Amcu blames 'arrogant' platinum execs for continuing strike

14 May 2014 - 17:22
By Sapa
Amcu president Joseph Mathunjwa addresses union members during a strike rally. File photo
Image: PUXLEY MAKGATHO Amcu president Joseph Mathunjwa addresses union members during a strike rally. File photo

The three-month-old strike at platinum mines will continue until a settlement is reached, the Association of Mineworkers and Construction Union (Amcu) said on Wednesday.

"If you wanted nine percent increase you would be at work, but you wanted a living wage, and that is why you are still here," Amcu president Joseph Mathunjwa told striking miners in Rustenburg, in the North West.

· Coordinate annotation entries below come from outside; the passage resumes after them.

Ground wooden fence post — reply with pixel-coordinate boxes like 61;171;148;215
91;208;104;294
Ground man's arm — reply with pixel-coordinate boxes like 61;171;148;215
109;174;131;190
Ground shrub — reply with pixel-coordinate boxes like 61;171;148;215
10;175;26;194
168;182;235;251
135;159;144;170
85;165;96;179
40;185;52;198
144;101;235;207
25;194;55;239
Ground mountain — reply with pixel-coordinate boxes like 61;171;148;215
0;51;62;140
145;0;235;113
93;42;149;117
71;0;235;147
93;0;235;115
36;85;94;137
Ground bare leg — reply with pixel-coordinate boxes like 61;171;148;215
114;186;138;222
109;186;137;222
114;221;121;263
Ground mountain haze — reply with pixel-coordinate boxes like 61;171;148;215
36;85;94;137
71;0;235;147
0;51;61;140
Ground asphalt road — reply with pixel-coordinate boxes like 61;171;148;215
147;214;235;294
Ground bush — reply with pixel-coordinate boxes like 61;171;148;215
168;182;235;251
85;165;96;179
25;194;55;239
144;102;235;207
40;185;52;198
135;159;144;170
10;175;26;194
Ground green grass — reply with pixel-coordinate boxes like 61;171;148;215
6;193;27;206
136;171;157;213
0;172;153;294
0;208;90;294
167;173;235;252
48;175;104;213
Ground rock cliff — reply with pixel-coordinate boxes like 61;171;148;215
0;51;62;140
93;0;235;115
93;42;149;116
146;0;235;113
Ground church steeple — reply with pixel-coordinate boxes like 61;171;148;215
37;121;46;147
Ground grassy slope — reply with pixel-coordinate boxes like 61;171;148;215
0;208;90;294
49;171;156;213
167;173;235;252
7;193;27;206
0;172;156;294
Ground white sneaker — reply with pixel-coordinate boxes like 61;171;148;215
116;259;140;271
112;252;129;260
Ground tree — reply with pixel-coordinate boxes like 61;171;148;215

Lonmin set May 14 as the date for employees to return to their posts after its sms survey indicated that more than 60 percent of workers wanted to return to work.

Amcu members at Lonmin, Anglo American Platinum, and Impala Platinum in Rustenburg and Northam in Limpopo downed tools on January 23 demanding a basic salary of R12,500 per month.

They have rejected the company's offer of 10 percent that will see them earning a minimum of R12,500 by 2017.

Mathunjwa told a crowd of about 5000 union members that their demand of R12,500 was a fraction of what the mine chief executives earned.

"Mineworkers in Australia earn 80k a month and their working conditions are much better than what you are subjected to."

Union members should ignore smses from employers urging them to return to work, he said.

"Only an agreement could end this strike, until such time an agreement is reached, the strike continues."

He said chief executives were insensitive and arrogant.

"They have big egos, they are oppressive and self-centred. It is all about them and their families."

Mathunjwa said the union had moved from an initial demand of R12,500 immediately and suggested the increase be spread over four years.

"If it was not for the arrogance of the chief executives, an agreement could have been reached," he said.

The latest offer of 10 percent was equivalent to R500, and was an amount the chief executives used to buy a 40kg bag of dog food.

"I went to stores yesterday [Tuesday] to check how much a bag of dog food costs... it is R60 more than what the CEO's want to pay you."

Mathunjwa called for calm and discipline during the strike.